When you run a HDFS replication policy on a Sentry-enabled source cluster, the
replication policy copies files and tables along with their permissions. Cloudera Manager
version 6.3.1 and above is required to run HDFS replication policies on a Sentry-enabled source
cluster.
When you want to run HDFS replication policies on a source cluster that is
Sentry-enabled, you must use the hdfs user. If you want to use a different user
account, you must configure the user account to bypass the Sentry ACLs during the
replication process.
When Sentry is not available or when Sentry does not manage the authorization for
a resource such file or directory in the source cluster, HDFS uses its internal ACLs to
manage resource authorization.
When Sentry is enabled for the source cluster and you use the hdfs user
name to run the HDFS replication policy, HDFS copies the ACLs configured in Sentry for the
replicated files and tables to the target cluster.

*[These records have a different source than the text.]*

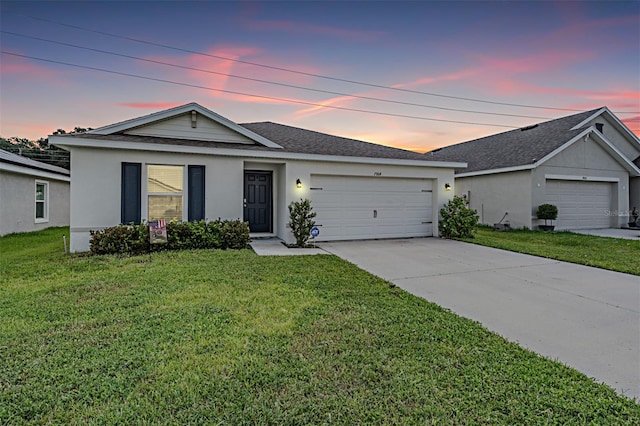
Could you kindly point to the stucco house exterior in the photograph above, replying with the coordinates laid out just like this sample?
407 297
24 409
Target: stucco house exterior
33 195
189 163
587 164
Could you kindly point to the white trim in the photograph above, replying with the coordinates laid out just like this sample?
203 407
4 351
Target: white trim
621 126
33 172
249 154
582 178
494 171
179 110
563 147
45 202
604 143
584 122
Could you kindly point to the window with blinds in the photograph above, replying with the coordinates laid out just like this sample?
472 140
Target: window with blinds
165 192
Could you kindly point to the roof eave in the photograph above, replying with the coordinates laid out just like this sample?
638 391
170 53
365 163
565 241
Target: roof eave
619 124
495 171
182 109
231 152
604 143
32 171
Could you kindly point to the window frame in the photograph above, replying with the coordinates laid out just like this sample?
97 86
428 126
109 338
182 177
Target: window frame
147 194
45 202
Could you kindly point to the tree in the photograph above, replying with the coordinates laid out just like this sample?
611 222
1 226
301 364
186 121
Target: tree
41 150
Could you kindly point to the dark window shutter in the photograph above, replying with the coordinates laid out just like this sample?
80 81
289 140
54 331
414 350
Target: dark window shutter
131 197
196 193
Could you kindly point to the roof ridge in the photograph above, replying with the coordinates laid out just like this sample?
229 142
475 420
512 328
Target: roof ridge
519 129
331 135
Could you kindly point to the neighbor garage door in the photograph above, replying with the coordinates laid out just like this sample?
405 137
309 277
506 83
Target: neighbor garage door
366 207
581 205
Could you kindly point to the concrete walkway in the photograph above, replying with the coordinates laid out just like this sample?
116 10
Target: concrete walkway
628 234
274 247
584 317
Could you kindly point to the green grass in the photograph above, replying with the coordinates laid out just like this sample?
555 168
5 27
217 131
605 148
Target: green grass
215 337
614 254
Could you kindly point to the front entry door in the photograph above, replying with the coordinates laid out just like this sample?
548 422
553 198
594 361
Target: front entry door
257 201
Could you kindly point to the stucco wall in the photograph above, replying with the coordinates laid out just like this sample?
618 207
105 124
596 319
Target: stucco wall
634 198
585 160
17 203
620 141
304 170
494 195
96 186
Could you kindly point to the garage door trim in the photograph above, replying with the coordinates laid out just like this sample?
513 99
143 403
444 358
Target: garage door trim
583 178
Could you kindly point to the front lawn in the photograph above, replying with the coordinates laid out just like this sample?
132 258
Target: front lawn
217 337
607 253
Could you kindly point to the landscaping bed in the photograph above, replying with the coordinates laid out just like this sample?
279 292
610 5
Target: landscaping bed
213 336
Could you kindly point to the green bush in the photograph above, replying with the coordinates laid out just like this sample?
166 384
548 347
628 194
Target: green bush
458 220
134 239
301 221
547 212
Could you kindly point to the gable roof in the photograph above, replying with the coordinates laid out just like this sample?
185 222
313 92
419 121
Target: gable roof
277 141
514 148
19 163
173 112
294 139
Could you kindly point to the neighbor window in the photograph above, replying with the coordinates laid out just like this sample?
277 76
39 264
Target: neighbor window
42 201
165 192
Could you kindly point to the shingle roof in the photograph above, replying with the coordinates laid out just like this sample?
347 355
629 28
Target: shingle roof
9 158
513 148
292 140
298 140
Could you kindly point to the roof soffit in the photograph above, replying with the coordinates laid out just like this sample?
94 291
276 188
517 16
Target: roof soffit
603 142
177 111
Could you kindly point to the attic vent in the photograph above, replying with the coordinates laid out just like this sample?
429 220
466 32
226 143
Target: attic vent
528 127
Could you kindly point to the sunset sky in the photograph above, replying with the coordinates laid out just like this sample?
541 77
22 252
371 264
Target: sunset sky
417 64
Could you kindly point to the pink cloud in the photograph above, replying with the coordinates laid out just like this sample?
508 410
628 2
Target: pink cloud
315 109
457 75
149 105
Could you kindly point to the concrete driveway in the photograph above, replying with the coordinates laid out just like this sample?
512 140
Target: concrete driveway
584 317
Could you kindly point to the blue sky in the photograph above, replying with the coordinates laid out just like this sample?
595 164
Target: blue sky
560 57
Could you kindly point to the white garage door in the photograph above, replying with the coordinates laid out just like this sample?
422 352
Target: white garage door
351 208
581 205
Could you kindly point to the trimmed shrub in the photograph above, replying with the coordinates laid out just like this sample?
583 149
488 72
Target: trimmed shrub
458 220
301 221
547 212
134 239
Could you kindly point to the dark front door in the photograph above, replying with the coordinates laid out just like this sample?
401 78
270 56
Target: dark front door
257 201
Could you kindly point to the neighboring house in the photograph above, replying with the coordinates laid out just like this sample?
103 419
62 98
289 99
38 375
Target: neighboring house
33 195
189 163
587 164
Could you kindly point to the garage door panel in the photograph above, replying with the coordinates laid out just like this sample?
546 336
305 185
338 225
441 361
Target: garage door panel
581 205
365 207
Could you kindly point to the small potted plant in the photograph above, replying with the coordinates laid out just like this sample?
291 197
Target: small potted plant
633 218
547 212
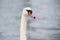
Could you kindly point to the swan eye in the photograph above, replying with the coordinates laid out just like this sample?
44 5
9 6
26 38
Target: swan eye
29 11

When Sentry is enabled and you use a different user name to run the HDFS
replication policy, both Sentry ACLs and HDFS internal ACLs are copied which results in
incorrect HDFS metadata in the target cluster. If the Sentry ACLs are not compatible with
HDFS ACLs, the replication job fails.
To avoid compatibility issues between HDFS and Sentry ACLs for a non-hdfs
user, you must complete the following steps:
Create a user account that is only used for Replication Manager jobs since Sentry ACLs
will be bypassed for this user.
For example, create a user named bdr-only-user.
To bypass the Sentry ACLs during replication, perform the following steps on the source
cluster:
In the Cloudera Manager Admin Console, select Clusters > HDFS service.
Select Configuration and search for NameNode
Advanced Configuration Snippet (Safety Valve) for hdfs-site.xml
property.
Add the following property:
Name -
dfs.namenode.inode.attributes.provider.bypass.users
Value
- Enter [***USERNAME, USERNAME@REALMNAME***],
where [***USERNAME***] is the user you created in step 1 and the
[***REALMNAME***] is the Kerberos realm name.
For
example, if the username is bdr-only-user on the realm elephant, enter
bdr-only-user, bdr-only-user@ElephantRealm
Restart the NameNode.
Repeat step 2 on the destination cluster.
When you create a HDFS replication policy, specify the user you created in step 1 in
the Run As Username and (if available) fields.